Awakenings
- Front cover of first UK edition, Duckworth & Co., 1973
- Author: Oliver Sacks
- Language: English
- Subject: Neurology, psychology
- Genre: Case history
- Publisher: Duckworth & Co., 1973 Pelican, 1976 Picador, 1991, 2006, 2010
- Publication date: 1973, revised 1976 and 1991
- Publication place: United States
- Pages: 408 (First edition)
- ISBN: 0-375-70405-1
- OCLC: 21910570
- Preceded by: Migraine (1970)
- Followed by: A Leg to Stand On (1984)

= Awakenings (book) =

1973 book by Oliver Sacks

Awakenings is a 1973 book by Oliver Sacks. It recounts the life histories of those who had been victims of the 1920s encephalitis lethargica epidemic. Sacks chronicles his efforts in the late 1960s to help these patients at the Beth Abraham Hospital (now Beth Abraham Center for Rehabilitation and Nursing) in the Bronx, New York. The treatment used the new drug L-DOPA, with the observed effects on the patients' symptoms being generally dramatic but temporary.

In 1982, Sacks wrote:

I have become much more optimistic than I was when I […] wrote Awakenings, for there has been a significant number of patients who, following the vicissitudes of their first years on L-DOPA, came to do – and still do – extremely well.

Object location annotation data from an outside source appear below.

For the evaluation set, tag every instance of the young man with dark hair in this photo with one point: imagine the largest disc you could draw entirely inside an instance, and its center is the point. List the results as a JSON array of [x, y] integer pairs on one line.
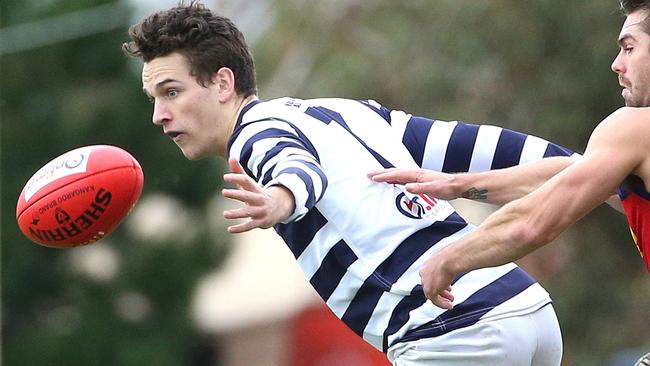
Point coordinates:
[[299, 167], [617, 159]]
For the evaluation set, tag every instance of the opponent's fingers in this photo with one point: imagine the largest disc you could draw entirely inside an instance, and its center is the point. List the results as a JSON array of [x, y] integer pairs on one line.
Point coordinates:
[[396, 176]]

Such patients have undergone an enduring awakening, and enjoy possibilities of life which had been impossible, unthinkable, before the coming of L-DOPA.

The 1976 edition of the book is dedicated to the memory of Sacks's close friend the poet W. H. Auden, and bears an extract from Auden's 1969 poem The Art of Healing:

'Healing',
Papa would tell me,
'is not a science,
but the intuitive art
of wooing Nature.'

Auden himself called Awakenings a masterpiece. In 1974 the book won the Hawthornden Prize.

According to a December 2025 article in the New Yorker, the book was "met with silence or skepticism by other neurologists", and Sacks' findings could not be replicated. Sacks wrote in his private journal that some details of the book were “pure fabrications.” Lawrence Weschler, who was preparing a biography of Sacks, visited the patients described in the book and found "a lot of people shitting in their pants, drooling."

== In popular culture ==
The book inspired a play, two films, a ballet and an opera:
- 1974: the documentary film Awakenings, produced by Duncan Dallas for Yorkshire Television as the first episode and pilot of the British television programme Discovery. The documentary won a Red Ribbon at the 1978 American Film Festival and first prize at the 1978 International Rehabilitation Film Festival.
- 1982: the play A Kind of Alaska by Harold Pinter, performed as part of a trilogy of Pinter's plays titled Other Places.
- 1990: the Oscar-nominated film Awakenings, starring Robert De Niro and Robin Williams.
- 2010: the ballet Awakenings, composed by Tobias Picker for the Rambert Dance Company, and premiered by Rambert in Salford, UK.
- 2022: the opera Awakenings, also composed by Picker, commissioned by Opera Theatre of Saint Louis, with a libretto by Picker's husband Aryeh Lev Stollman, premiered on 11 June 2022.